A son. He'd never had a son. He had been married twice, twice to the same woman. Monica Winthrop. By a sad, stupid error he had decided that the daughter she bore, Jo-Ann, was not his. He left Monica, and she divorced him. Fourteen years passed before he learned he had been wrong. Then, thank God, it was not too late. He remarried Monica and happily accepted Jo-Ann as his daughter. Jo-Ann said she wanted a little brother, but five years of trying had not yet produced one. The fault wasn't his. He had established a trust fund for a daughter born to his secretary in 1948. It was Monica's fault. Doctors said there was something funny about her. Monica was forty-three, a pregnancy was not impossible, just unlikely, and if they really wanted another child they should keep trying.

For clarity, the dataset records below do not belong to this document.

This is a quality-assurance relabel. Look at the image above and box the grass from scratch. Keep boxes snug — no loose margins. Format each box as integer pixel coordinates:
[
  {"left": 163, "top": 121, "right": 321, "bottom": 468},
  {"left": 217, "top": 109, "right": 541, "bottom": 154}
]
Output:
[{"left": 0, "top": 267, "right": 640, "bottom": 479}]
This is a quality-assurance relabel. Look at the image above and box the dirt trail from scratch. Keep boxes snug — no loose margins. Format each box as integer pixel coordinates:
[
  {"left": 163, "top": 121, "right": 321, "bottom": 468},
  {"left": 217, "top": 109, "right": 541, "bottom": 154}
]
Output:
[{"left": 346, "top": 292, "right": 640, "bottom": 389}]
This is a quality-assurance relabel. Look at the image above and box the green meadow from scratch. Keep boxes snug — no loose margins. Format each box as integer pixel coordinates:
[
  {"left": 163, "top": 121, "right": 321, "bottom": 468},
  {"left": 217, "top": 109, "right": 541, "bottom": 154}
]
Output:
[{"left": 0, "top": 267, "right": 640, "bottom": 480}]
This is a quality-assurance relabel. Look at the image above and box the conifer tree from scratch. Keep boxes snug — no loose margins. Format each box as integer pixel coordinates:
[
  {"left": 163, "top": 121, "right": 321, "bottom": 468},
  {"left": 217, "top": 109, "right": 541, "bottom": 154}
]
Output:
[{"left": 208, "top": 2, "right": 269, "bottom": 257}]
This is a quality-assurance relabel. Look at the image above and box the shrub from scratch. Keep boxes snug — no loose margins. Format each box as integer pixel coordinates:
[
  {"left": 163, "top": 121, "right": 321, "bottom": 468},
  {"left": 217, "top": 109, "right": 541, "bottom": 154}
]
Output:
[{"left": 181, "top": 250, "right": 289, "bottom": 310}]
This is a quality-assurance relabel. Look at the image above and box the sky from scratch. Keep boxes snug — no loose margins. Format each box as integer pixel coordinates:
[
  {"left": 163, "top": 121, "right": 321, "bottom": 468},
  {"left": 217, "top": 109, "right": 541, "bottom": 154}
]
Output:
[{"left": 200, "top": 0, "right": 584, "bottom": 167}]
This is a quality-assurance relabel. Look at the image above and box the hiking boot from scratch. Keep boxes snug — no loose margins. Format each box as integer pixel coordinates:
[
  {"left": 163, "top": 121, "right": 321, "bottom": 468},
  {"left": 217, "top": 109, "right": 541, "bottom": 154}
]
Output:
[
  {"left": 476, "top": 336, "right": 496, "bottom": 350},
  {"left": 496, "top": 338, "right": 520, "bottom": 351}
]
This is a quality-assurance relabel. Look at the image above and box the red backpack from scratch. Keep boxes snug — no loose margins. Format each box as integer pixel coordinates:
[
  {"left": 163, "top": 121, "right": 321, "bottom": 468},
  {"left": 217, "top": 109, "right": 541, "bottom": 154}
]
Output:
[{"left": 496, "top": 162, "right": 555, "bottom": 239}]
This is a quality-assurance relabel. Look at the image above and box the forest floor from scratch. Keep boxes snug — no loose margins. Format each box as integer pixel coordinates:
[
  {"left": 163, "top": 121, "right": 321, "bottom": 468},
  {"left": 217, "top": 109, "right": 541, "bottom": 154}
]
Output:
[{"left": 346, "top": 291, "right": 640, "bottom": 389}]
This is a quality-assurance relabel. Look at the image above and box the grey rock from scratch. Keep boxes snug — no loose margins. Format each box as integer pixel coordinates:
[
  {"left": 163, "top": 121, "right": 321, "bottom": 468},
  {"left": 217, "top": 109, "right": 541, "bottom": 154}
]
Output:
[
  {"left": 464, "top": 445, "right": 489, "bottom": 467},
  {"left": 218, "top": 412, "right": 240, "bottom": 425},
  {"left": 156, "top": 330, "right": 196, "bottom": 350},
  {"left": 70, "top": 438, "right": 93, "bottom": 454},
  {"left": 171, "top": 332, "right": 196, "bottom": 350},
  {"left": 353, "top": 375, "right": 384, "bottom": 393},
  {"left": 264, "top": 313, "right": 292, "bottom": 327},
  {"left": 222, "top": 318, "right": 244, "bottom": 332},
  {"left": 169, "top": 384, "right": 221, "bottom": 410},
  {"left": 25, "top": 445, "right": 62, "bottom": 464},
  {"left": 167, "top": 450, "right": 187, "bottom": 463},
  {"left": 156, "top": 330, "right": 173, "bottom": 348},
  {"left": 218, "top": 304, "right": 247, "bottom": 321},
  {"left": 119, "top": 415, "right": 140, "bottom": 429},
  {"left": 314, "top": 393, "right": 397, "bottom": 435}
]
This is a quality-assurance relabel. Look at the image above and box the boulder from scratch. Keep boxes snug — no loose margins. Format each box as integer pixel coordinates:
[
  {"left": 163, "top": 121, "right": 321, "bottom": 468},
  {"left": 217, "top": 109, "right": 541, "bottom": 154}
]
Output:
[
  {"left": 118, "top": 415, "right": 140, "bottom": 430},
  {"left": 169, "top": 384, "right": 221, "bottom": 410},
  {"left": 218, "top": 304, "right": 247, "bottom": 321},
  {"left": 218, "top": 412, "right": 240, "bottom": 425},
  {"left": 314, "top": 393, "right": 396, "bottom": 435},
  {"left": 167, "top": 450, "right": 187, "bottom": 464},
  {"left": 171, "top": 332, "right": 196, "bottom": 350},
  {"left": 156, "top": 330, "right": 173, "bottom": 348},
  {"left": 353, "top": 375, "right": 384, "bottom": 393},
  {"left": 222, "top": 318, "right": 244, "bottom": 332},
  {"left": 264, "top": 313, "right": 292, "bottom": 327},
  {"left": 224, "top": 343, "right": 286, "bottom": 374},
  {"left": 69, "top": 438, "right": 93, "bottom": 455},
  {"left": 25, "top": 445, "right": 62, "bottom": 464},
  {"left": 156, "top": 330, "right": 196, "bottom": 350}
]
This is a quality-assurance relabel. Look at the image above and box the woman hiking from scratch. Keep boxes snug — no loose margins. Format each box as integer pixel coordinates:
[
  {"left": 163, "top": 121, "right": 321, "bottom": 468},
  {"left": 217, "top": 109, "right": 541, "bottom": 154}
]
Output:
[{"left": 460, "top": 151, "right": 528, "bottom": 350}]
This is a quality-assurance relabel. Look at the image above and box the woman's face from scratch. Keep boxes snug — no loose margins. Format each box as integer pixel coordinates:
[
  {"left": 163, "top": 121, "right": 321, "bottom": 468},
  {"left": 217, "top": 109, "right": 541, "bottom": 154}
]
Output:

Anyway, he had bought a home in Bel Air, and Jo-Ann was going to college at Pepperdine. Monica had not given up her career and spent a lot of time in New York — as he spent a lot of time flying here, there, and the other where — but they were together enough to have plenty of chances to make something happen.

Jonas was happy. He insisted to himself that he was happy. Why shouldn't he have been? He had inherited Cord Explosives and built it into a billion-dollar conglomerate that was still growing. He was notoriously successful. He had the luck of Jonas Cord. He was forty-seven years old and had done just about everything he had ever wanted to do in life —

Except that he had never told his father he loved him and never heard his father say it to him. And he had never had a chance to make it right in some sense by treating a son of his own a different way.